The term hemophagocytosis describes the pathologic finding of activated macrophages and engulfing erythrocytes, leukocytes, platelets, and their precursor cells ,  as shown in this patient. It may also be more properly termed hemophagocytic lymphohistiocytosis (HLH). The most typical presenting signs and symptoms are fever, hepatosplenomegaly, and cytopenias. Less frequently observed clinical findings are neurological symptoms, lymphadenopathy, edema, skin rash, and jaundice , , . Common laboratory findings include hypertriglyceridemia, a coagulopathy with hypofibrinogemia, and elevated LFTs.
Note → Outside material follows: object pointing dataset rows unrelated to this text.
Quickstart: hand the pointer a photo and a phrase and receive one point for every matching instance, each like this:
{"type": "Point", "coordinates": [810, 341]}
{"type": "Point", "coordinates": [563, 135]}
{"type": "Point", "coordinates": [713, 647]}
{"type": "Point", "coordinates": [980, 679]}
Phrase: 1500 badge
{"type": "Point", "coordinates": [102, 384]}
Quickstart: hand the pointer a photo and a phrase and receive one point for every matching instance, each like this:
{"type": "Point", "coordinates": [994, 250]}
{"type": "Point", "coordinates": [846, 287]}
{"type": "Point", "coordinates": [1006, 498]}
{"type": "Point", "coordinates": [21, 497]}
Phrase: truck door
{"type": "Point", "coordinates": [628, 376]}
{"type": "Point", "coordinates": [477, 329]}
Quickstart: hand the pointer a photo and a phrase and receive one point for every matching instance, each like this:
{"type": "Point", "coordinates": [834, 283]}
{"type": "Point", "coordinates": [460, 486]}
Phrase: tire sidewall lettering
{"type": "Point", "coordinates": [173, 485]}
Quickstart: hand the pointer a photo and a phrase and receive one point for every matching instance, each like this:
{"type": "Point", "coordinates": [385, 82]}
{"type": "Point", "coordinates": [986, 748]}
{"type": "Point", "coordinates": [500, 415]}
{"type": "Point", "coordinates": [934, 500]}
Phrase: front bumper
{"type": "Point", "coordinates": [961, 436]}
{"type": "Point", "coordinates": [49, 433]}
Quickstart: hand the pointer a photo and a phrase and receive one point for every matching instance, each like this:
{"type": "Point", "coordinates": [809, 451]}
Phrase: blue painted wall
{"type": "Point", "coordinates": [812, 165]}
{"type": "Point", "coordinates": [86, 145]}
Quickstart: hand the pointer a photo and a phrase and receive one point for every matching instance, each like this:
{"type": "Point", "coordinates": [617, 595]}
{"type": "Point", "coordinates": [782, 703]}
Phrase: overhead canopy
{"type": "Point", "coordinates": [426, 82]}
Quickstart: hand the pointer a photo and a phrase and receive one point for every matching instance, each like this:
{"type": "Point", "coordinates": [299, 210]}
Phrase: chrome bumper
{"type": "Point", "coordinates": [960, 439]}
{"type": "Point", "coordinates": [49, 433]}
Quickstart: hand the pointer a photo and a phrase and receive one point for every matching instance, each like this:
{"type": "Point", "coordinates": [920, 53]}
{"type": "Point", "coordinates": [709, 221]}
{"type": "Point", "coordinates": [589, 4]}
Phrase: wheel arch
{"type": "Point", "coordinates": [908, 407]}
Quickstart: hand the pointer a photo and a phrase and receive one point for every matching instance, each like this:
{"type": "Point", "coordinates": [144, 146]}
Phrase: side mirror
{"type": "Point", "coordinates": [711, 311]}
Hemophagocytosis, being rare in itself, is a diagnosis that is usually performed in seriously ill, hospitalized patients. Leishmaniasis, endemic in certain areas, yet rare in most of the industrialized world, may therefore be too rare for the treating in-hospital clinician. The diagnosis thus may be delayed in this setting. In the patient described above, the tentative diagnosis of primary or familial HLH together with the presumed clinical improvement under immunosuppressive therapy may have initially saved her life. Nevertheless, this treatment had a major contribution in the delay of ultimately achieving the correct diagnosis. Perhaps a splenectomy or splenic biopsy (both of which have considerable risks in pancytopenic patients) could have revealed the correct diagnosis earlier.